I should mention that the main reason this was such a hassle is that the file was too big to edit in vi. Everytime I tried, the machine would slow to a crawl as vi consumed all the memory and most of the swap.

First thing I discovered is that my modified script wasn’t doing the right thing in a lot of cases. But I also discovered that in the mailman distribution is a user contributed script called "bin/cleanarch", which uses "mailbox.UnixMailbox._fromlinepattern" from another package to recognize proper From lines and only proper From lines. It even looks to see if the next line is a mail header, in case somebody decided to include the From line from a different message.

I ran my mbox through bin/cleanarch.
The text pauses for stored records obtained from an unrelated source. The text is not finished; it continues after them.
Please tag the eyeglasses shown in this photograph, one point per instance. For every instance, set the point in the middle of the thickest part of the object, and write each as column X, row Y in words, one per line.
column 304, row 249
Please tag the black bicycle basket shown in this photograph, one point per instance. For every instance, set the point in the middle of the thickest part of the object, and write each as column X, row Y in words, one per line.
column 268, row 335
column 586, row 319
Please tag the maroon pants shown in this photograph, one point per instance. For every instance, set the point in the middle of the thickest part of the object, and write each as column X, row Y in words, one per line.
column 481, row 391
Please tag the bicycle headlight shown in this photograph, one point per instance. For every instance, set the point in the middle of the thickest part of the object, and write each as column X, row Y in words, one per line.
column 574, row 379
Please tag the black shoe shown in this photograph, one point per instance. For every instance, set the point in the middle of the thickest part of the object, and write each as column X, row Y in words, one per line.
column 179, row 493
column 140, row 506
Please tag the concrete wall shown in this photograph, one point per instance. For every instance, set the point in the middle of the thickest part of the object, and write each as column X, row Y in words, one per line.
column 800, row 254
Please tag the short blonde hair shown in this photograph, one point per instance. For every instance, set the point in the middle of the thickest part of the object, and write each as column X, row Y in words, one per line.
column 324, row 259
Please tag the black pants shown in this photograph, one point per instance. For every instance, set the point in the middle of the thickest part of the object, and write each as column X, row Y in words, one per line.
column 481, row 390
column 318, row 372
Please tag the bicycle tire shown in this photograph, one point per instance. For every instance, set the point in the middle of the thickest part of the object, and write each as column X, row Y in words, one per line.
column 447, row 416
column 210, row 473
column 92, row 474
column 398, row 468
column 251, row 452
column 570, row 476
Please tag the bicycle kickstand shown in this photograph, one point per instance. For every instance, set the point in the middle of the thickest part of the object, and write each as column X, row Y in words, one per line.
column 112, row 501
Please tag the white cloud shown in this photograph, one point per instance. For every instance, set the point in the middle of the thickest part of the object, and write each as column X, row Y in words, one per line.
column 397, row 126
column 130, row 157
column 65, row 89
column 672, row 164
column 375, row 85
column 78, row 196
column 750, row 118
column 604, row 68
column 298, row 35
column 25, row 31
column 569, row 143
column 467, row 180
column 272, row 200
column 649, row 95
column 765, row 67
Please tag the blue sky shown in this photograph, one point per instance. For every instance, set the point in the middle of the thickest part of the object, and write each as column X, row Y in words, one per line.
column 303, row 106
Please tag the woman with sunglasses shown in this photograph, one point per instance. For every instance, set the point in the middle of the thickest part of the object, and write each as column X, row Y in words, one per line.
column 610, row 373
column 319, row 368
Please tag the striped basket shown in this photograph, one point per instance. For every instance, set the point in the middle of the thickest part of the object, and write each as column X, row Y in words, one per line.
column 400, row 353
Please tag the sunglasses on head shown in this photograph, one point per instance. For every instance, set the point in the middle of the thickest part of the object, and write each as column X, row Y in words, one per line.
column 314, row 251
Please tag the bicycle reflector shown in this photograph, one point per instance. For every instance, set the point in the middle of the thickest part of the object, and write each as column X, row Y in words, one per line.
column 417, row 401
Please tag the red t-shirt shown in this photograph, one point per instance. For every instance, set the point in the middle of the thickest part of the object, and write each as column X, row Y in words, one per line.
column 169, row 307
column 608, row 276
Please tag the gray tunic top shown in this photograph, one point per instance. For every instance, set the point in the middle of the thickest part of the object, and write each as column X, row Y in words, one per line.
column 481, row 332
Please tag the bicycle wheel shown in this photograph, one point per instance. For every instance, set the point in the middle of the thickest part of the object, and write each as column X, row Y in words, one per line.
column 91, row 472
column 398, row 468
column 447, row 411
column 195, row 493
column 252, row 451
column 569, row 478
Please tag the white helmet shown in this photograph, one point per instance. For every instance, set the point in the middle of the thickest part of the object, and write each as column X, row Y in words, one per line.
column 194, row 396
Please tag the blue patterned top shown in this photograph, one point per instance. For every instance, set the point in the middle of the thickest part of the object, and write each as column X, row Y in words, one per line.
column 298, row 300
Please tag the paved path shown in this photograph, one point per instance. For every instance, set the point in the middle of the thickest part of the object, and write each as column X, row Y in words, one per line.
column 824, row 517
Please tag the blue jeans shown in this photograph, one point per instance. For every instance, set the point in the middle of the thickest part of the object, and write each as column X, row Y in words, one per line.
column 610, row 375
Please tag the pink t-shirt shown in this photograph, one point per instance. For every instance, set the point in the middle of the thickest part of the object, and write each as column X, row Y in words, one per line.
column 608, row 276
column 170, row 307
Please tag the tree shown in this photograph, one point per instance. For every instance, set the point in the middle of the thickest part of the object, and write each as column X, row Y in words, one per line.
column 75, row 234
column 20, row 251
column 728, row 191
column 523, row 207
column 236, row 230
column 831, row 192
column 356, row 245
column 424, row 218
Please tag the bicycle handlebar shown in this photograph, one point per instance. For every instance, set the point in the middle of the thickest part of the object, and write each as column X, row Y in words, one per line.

Then I ran the mailbox splitter awk script to split it into 500 message chunks. Then I blew away the archives, and run bin/arch on each chunk in turn. This took over an hour to finish, but at least it didn’t use up all the memory on the system. But I discovered that bin/arch was getting confused about 8 or so messages from early 2000 where a few people were using a non-Y2K compliant MUA that was filling in the date with a year of “100”.

So I fixed those dates using sed, and repeated the process. An hour and a half later, I discovered a couple of cases that bin/cleanarch didn’t handle, where somebody had quoted full mail or usenet news headers from an article.

So I fixed those cases individually using sed, and repeated the process. An hour and a half later, I discovered that there was one From line I missed. At this point, I said “to hell with it” and declared myself done.

I’m starting to thing it would be really nice if Postfix were to escape From lines in the middle of a message. It knows the boundary of a message already because it deals with the envelope. I wonder if that’s an existing Postfix option? Or maybe it could be done by whatever it is in Mailman that writes to the mbox file?